Re: [Ietf-languages] Fwd: Proposal for variant language subtags for German dialects

Dear all,

Thank you for your comments and for your patience!

I will now try to address your concerns:

I have attached two maps that show the language regions referenced by  
the tags that I have proposed. First is the (German) map from  
Wiesinger (1983) that is being referenced widely in German  
dialectology to this day. The language regions correspond to the  
language tags I have proposed. Second is a map from Lameli (2022) that  
shows those regions with names of the languag regions translated into  
English.

I do not plan on using the dialect tags to document these varieties.  
The aim of the proposed tags is to use them to tag linguistic  
resources like linguistic data sets, language maps and atlasses of  
regional varieties in different databases. At Research Center  
Deutscher Sprachatlas, we host (and make available to researchers and  
the public) a lot of different resources like several atlasses that  
document different varieties of German, like the Nordbairischer  
Sprachatlas (Northbavarian Language Atlas)  
(https://regionalsprache.de/nordbsa.aspx) and the Schlesischer  
Sprachatlas (Silesian Language Atlas)  
(https://regionalsprache.de/schlessa.aspx). Those resources refer not  
to the German lanuage as a whole, but to regional varieties.

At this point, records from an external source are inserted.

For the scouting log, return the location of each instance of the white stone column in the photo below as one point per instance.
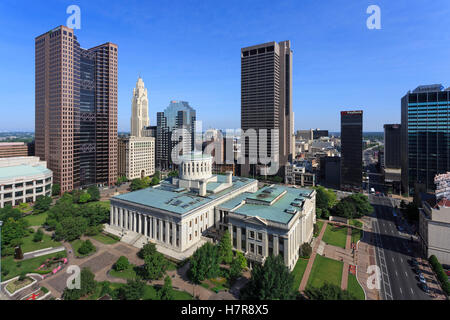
(167, 232)
(238, 238)
(145, 225)
(276, 249)
(174, 235)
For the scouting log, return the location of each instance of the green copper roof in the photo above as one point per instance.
(167, 198)
(275, 212)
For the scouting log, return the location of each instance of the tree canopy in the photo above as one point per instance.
(271, 281)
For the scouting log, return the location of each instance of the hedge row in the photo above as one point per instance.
(441, 275)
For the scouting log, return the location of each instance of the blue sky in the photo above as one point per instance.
(190, 50)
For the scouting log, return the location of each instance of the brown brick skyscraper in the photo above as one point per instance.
(266, 100)
(76, 109)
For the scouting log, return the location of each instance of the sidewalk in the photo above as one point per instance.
(312, 258)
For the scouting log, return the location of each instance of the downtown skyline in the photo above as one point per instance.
(370, 70)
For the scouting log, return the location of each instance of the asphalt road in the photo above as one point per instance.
(394, 250)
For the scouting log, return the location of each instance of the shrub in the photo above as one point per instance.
(121, 264)
(305, 250)
(86, 248)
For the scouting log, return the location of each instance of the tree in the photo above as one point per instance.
(225, 249)
(147, 249)
(133, 290)
(345, 209)
(42, 204)
(38, 236)
(87, 286)
(121, 264)
(94, 192)
(204, 263)
(305, 250)
(166, 292)
(239, 263)
(271, 281)
(56, 189)
(155, 266)
(328, 291)
(84, 197)
(86, 247)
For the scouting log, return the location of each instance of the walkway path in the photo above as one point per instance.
(348, 245)
(312, 258)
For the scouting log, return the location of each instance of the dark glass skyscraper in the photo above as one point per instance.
(351, 150)
(425, 137)
(392, 146)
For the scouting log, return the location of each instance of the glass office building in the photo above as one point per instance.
(425, 137)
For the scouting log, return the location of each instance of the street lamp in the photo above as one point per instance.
(1, 223)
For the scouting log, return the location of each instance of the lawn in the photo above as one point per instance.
(76, 244)
(36, 219)
(356, 223)
(298, 272)
(104, 238)
(354, 288)
(319, 225)
(325, 270)
(356, 235)
(335, 236)
(29, 245)
(15, 268)
(129, 273)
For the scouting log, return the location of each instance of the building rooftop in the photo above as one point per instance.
(180, 200)
(274, 203)
(22, 171)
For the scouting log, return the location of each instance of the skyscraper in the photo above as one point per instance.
(139, 109)
(351, 149)
(392, 146)
(425, 137)
(266, 101)
(178, 115)
(76, 109)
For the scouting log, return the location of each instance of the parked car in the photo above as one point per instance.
(425, 288)
(422, 278)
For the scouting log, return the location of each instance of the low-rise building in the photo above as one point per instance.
(136, 157)
(177, 214)
(434, 221)
(23, 179)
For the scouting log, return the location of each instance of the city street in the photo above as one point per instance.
(394, 252)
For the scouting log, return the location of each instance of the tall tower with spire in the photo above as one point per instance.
(139, 109)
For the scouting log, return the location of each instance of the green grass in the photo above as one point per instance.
(76, 244)
(28, 266)
(104, 238)
(325, 270)
(125, 274)
(356, 235)
(47, 242)
(354, 288)
(298, 272)
(320, 225)
(335, 236)
(356, 223)
(36, 219)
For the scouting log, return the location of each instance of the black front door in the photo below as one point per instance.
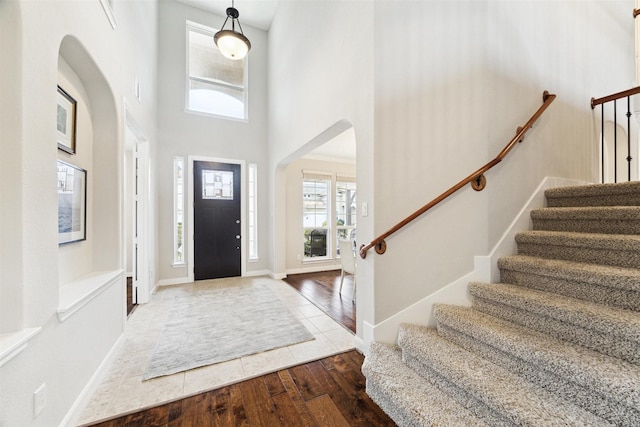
(216, 220)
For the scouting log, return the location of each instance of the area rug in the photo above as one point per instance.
(220, 324)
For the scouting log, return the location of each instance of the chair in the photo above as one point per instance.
(348, 259)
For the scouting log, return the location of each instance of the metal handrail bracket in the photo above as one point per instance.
(476, 179)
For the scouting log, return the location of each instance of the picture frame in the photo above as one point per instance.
(72, 203)
(66, 122)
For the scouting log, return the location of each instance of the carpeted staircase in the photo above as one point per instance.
(557, 343)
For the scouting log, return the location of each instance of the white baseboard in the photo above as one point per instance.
(314, 268)
(75, 412)
(485, 270)
(277, 276)
(174, 281)
(256, 273)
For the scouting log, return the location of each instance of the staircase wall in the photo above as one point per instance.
(485, 269)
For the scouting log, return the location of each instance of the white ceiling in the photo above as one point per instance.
(257, 13)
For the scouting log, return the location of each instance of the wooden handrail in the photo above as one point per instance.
(624, 93)
(476, 179)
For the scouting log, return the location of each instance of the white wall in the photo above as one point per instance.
(184, 134)
(63, 355)
(294, 231)
(451, 81)
(76, 259)
(320, 84)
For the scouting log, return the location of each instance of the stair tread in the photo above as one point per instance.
(608, 375)
(596, 274)
(421, 403)
(504, 392)
(620, 188)
(588, 212)
(617, 321)
(574, 239)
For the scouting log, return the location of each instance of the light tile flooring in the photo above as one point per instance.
(123, 390)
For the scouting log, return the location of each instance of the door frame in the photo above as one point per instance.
(191, 212)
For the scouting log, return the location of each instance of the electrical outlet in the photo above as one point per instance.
(39, 399)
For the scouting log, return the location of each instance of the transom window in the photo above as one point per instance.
(216, 85)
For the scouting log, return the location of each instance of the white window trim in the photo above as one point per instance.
(252, 211)
(330, 244)
(211, 31)
(176, 262)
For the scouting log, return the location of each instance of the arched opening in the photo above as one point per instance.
(96, 150)
(315, 191)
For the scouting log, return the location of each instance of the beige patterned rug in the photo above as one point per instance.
(221, 324)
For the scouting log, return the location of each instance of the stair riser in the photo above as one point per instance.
(491, 416)
(604, 343)
(632, 199)
(554, 382)
(389, 407)
(630, 259)
(601, 226)
(406, 397)
(575, 289)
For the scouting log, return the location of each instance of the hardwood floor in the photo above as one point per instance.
(328, 392)
(322, 289)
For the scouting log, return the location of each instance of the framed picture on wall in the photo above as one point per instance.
(66, 122)
(72, 203)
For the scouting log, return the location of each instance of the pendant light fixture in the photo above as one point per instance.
(232, 44)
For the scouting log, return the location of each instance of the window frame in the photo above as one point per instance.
(209, 32)
(329, 179)
(178, 207)
(346, 180)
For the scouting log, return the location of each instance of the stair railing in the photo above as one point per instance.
(613, 100)
(477, 180)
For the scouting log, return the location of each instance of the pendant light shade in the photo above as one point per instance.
(232, 44)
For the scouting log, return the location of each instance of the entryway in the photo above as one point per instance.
(217, 218)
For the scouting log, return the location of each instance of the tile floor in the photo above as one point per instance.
(124, 391)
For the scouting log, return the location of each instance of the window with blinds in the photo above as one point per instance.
(216, 85)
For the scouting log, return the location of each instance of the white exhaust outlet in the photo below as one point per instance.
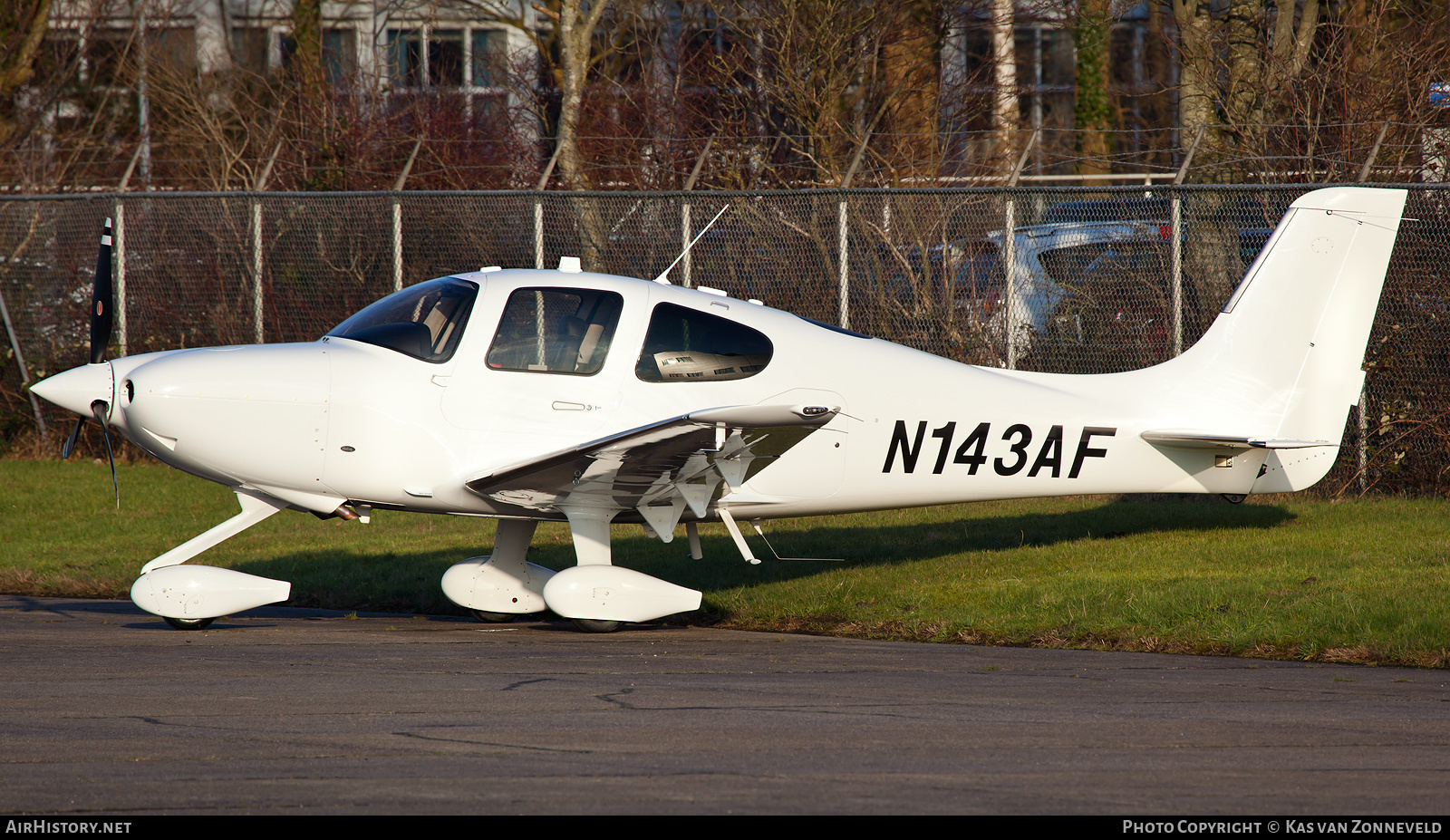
(614, 594)
(203, 591)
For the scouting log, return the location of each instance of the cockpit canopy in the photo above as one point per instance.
(424, 321)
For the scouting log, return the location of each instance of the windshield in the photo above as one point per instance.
(424, 321)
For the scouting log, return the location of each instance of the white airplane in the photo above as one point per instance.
(565, 395)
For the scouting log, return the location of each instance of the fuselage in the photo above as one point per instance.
(340, 420)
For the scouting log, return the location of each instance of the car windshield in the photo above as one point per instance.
(424, 321)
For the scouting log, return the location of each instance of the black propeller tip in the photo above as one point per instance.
(102, 294)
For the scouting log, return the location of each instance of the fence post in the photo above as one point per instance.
(685, 215)
(1362, 446)
(257, 243)
(538, 209)
(1176, 248)
(1010, 251)
(398, 217)
(845, 257)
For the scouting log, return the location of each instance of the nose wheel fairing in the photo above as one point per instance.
(596, 595)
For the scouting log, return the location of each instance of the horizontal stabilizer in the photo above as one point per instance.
(1198, 439)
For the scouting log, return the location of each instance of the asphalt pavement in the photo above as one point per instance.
(106, 710)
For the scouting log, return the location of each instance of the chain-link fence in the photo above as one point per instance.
(1091, 280)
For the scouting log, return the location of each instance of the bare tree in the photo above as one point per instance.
(22, 29)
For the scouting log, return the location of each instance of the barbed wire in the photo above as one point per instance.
(1396, 151)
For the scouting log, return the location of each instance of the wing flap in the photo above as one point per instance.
(1203, 439)
(659, 463)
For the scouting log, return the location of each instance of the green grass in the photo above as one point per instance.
(1355, 581)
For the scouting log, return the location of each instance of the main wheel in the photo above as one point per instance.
(594, 625)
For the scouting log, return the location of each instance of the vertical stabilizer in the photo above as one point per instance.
(1290, 344)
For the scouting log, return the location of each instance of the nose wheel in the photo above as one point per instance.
(594, 625)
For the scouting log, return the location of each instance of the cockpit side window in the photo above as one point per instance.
(691, 345)
(424, 321)
(556, 331)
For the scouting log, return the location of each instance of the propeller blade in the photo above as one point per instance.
(102, 298)
(70, 441)
(99, 410)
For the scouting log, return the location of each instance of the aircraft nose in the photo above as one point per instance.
(77, 388)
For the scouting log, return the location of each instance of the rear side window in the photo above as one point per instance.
(556, 331)
(691, 345)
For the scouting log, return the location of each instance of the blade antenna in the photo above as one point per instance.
(664, 275)
(102, 299)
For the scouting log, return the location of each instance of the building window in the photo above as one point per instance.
(453, 58)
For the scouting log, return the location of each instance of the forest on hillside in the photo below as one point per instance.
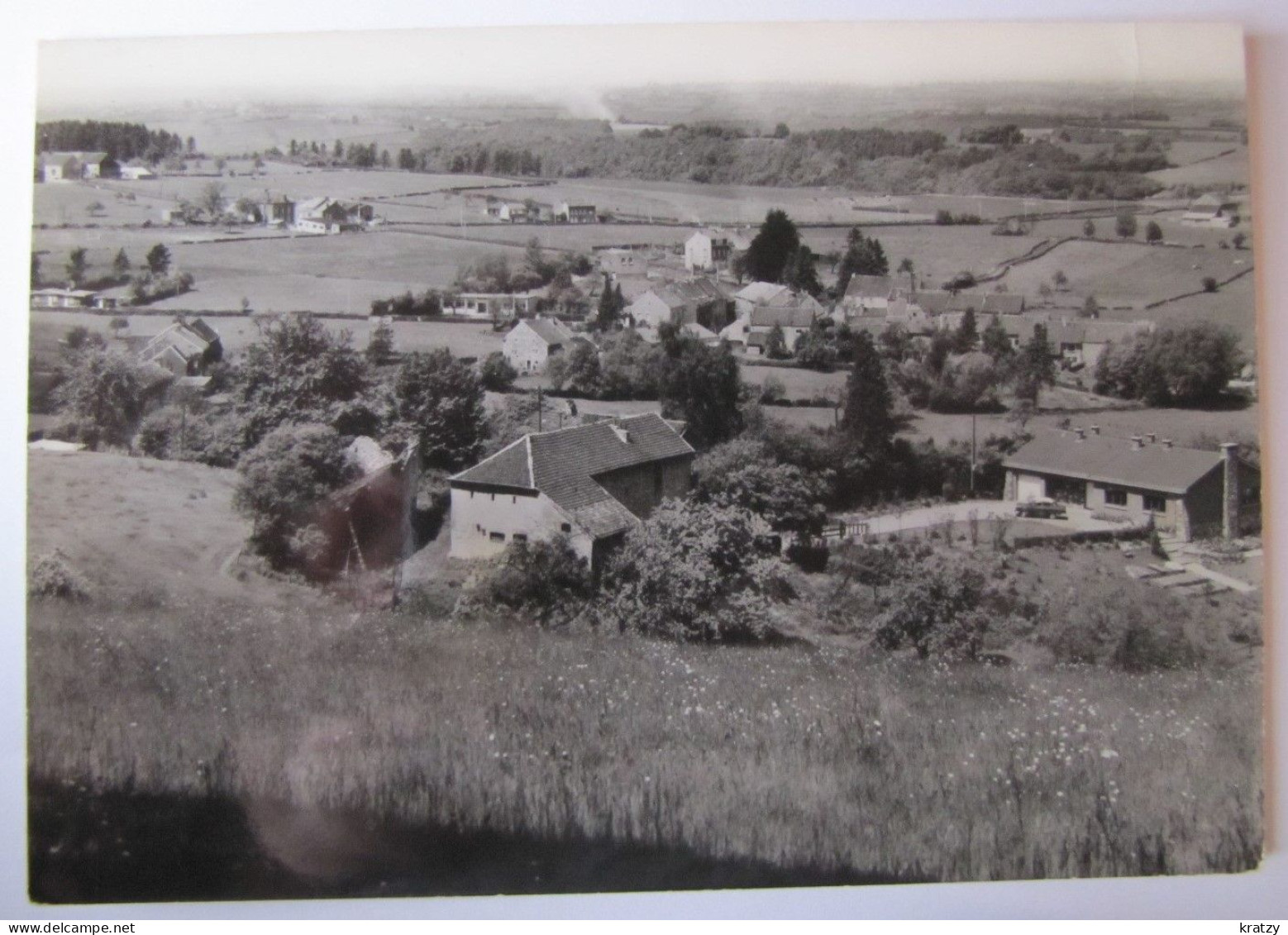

One way of making those resources available is via hosting them in a  
repository that is currently being set up (https://lingurep.dsa.info)  
and that is specialized in data that pertains to regional varieties of  
languages (especially but not exclusively German). Since this is a  
repository especially for dialect research, we will offer the  
possibility to search by language region. A lot of the data will be  
focused on language regions smaller than “de”, “nds” and “gsw” and we  
would like to offer our users the possibility to use a standardized  
tagset for tagging their data accordingly. A standardized set of  
dialect tags would ensure a smooth process.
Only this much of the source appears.